Maintain a Healthy Weight
Here’s another mantra that seems to pop up all the time. That’s because it matters. Being obese or overweight takes a toll on our bodies in many ways. That extra weight can actually increase the risk of developing breast cancer, especially in women after menopause.
Stay Active No Matter Your Age
Exercise of any kind can only be beneficial. Walking, running, lifting weights, and riding a bike all help a person to lower their risk of developing breast cancer. A minimum of 150 minutes of activity a week is recommended for most healthy adults.
Limit Alcohol Consumption
You are at greater risk for breast cancer the more you drink. The American Cancer Society recommends women who drink should have only one drink per day. That means 12 oz of beer, 5 oz of wine, or 1.5 oz of liquor.
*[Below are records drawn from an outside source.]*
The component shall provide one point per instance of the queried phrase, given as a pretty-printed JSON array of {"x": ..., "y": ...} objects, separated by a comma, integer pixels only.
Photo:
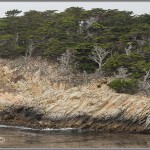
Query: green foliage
[
  {"x": 52, "y": 33},
  {"x": 129, "y": 86}
]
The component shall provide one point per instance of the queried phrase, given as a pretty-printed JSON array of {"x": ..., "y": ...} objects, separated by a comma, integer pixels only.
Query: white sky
[{"x": 136, "y": 7}]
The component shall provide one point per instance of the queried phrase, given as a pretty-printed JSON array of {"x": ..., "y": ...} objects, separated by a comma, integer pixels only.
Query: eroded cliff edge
[{"x": 29, "y": 99}]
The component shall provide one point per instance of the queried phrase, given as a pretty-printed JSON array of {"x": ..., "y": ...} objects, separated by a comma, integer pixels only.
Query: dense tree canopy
[{"x": 125, "y": 36}]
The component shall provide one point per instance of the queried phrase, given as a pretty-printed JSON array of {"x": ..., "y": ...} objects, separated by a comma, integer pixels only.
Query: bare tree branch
[{"x": 98, "y": 55}]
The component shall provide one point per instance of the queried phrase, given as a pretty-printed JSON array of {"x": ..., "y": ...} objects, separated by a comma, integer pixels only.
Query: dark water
[{"x": 71, "y": 138}]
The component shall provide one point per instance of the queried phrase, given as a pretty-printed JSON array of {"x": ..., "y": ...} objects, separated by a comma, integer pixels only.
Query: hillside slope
[{"x": 36, "y": 100}]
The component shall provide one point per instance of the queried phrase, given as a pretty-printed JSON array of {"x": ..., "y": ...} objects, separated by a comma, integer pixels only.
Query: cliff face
[{"x": 34, "y": 100}]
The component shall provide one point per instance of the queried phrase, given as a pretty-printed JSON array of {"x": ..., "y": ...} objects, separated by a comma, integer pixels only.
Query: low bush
[{"x": 129, "y": 86}]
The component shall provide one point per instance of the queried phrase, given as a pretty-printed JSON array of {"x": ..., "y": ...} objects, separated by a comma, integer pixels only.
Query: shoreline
[{"x": 112, "y": 125}]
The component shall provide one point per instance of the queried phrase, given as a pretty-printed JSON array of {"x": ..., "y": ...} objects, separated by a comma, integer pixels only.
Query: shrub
[{"x": 129, "y": 86}]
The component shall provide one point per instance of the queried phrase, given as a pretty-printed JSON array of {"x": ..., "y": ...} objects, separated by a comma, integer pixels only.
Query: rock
[{"x": 76, "y": 95}]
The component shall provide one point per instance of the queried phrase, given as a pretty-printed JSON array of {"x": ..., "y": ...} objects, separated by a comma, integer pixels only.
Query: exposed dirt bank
[{"x": 34, "y": 100}]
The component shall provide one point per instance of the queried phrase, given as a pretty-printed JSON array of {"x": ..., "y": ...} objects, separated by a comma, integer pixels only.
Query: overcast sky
[{"x": 136, "y": 7}]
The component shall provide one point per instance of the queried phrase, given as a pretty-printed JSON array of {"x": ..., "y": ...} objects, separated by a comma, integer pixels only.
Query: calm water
[{"x": 69, "y": 138}]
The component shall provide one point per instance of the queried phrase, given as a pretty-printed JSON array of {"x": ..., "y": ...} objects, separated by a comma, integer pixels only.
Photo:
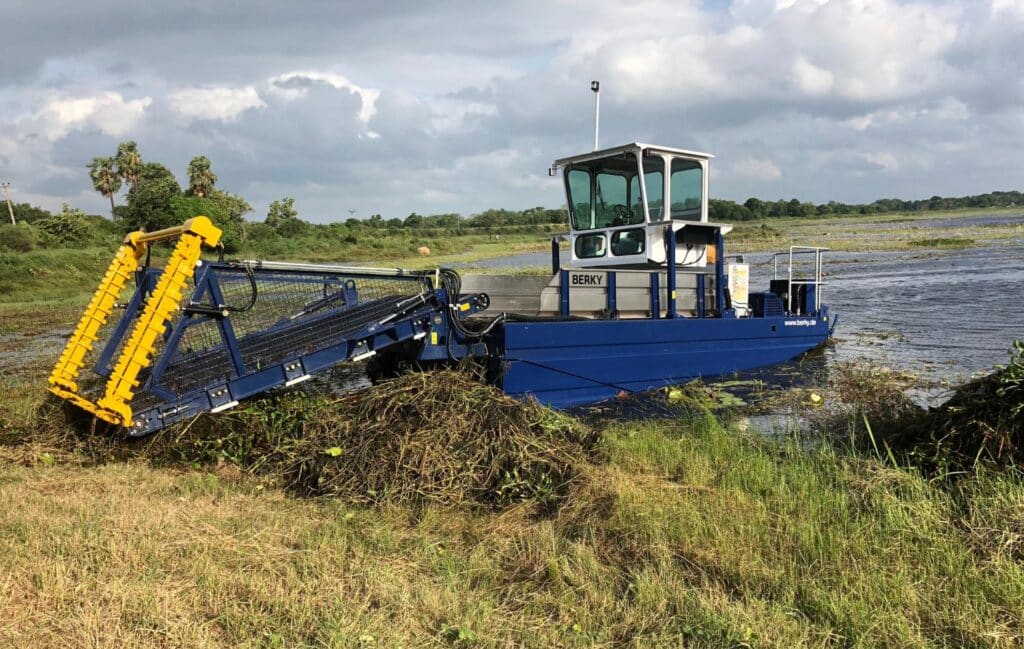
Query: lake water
[{"x": 941, "y": 314}]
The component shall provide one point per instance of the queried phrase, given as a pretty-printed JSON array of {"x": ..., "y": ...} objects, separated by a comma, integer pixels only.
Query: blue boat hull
[{"x": 570, "y": 363}]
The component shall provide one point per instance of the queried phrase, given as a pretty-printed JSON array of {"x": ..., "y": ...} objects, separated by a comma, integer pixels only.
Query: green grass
[{"x": 683, "y": 533}]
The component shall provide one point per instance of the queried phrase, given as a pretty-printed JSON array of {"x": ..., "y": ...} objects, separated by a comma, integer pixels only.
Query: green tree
[
  {"x": 104, "y": 178},
  {"x": 150, "y": 200},
  {"x": 201, "y": 177},
  {"x": 70, "y": 227},
  {"x": 282, "y": 212},
  {"x": 129, "y": 162},
  {"x": 757, "y": 207},
  {"x": 225, "y": 210}
]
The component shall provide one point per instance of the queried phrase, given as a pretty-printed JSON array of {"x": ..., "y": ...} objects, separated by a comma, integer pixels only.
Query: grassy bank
[{"x": 680, "y": 532}]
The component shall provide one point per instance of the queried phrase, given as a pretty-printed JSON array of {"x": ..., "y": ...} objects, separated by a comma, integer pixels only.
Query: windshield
[{"x": 604, "y": 192}]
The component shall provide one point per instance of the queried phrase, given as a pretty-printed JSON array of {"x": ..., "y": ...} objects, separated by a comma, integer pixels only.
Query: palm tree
[
  {"x": 104, "y": 178},
  {"x": 129, "y": 162},
  {"x": 201, "y": 177}
]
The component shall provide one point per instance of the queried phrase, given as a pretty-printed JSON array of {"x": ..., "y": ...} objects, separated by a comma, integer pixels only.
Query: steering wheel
[{"x": 623, "y": 215}]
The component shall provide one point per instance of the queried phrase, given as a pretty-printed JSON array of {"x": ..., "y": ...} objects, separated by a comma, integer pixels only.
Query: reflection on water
[{"x": 941, "y": 314}]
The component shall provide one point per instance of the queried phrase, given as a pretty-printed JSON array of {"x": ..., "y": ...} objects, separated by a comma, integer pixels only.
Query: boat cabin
[{"x": 620, "y": 201}]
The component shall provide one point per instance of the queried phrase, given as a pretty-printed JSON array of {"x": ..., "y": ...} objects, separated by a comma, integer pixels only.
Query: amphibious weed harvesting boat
[{"x": 649, "y": 299}]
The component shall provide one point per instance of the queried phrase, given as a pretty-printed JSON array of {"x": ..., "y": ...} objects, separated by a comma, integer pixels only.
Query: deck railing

Enough said.
Research suggests there is a link between smokers and breast cancer, especially in premenopausal women. If you don’t smoke, don’t start!
Limit the Duration of Hormone Replacement Therapy
A word to the wise if you are entering menopause, you should know that HRT can affect your risk for breast cancer. If you stay on HRT consistently for 3 to 5 years, it can increase your risk. You can ask your doctor to lower the dose or recommend other options for you.
Follow Guidelines and Take Preventative Action
Follow the standard recommendations for getting mammograms, seeing your doctor at regular appointments throughout the year, and doing self exams to look for any changes to your breasts.
Maintaining a healthy lifestyle will not only help to protect you from getting breast cancer, but it will improve your chances of survival should you be officially diagnosed. You can’t change your family history, but you can control how you live your life.